Pregnancy, smoking, vitamin D deficiency and alcohol intake are among the risk factors associated with swine flu complications. Could obesity be another? Since April of last year, 1 in 6 Americans (50 million) have been infected with swine flu, and 10,000 have died.

The epidemic may have peaked, but given the periodic nature of such viral outbreaks, scientists are investigating preliminary evidence linking excess pounds with increased risk of swine flu infection, complications and death. Compare the course of the epidemic in two countries: Canada, where a third of the population is obese, and Japan, where less than 2% are obese. Health officials report that in Canada, 60% of those admitted to intensive care for swine flu are obese. None of the leaner Japanese infected with swine flu became severely ill. Over in Europe, Scotland accounts for less than 1% of the region’s population — yet Scottish deaths from H1N1 accounted for 20% of the overall European mortality rate. Which European country has the highest obesity rate? You guessed it: Scotland.

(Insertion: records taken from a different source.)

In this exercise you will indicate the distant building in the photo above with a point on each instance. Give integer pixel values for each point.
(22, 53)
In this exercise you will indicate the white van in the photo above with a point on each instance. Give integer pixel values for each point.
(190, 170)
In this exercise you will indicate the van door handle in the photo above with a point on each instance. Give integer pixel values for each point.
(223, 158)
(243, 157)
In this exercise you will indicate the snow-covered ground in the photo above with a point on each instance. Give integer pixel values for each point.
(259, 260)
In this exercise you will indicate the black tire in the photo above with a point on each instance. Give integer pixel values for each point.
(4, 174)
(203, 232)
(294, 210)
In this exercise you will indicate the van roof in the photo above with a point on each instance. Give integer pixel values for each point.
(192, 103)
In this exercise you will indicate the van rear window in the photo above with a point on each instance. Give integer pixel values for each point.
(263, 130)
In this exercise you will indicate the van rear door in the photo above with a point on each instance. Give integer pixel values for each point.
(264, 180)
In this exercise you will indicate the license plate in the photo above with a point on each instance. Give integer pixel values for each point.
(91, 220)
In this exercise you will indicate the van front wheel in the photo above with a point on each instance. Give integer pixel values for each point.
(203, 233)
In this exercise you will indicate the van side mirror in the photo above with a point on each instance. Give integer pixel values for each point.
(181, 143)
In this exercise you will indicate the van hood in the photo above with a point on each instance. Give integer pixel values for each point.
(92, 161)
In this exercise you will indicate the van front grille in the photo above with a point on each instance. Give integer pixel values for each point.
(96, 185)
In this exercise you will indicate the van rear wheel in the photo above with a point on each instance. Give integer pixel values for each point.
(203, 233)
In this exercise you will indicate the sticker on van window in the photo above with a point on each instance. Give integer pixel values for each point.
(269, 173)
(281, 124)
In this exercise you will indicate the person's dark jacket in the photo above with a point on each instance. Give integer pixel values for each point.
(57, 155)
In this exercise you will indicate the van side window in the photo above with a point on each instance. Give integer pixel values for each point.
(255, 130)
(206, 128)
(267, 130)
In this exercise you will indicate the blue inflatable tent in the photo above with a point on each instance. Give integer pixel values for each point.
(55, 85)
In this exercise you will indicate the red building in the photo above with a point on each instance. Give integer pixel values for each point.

Our own immunity expert Dr.David Nieman from Dole’s North Carolina Research Campus says: “An increased rate of swine flu in the obese makes sense given the clinical and epidemiological data indicating higher severity of various infectious illnesses in obese people due to altered immune function.” When it comes to swine flu, obesity not only contributes to underlying health problems (like heart disease and diabetes) that make complications more likely, excess fat triggers the body’s inflammatory response, which in turn can suppress immunity. This may help explain why obesity more than doubles the risk of wound infection.

To protect yourself and your family, load up on nutrient-rich foods supporting immune functions, like, asparagus, broccoli, mango, spinach, nectarines, tangerines and guava. In addition to containing immune-supporting nutrients, these fruit and vegetables are high in fiber and water content, filling you up and thus helping you maintain a healthy weight.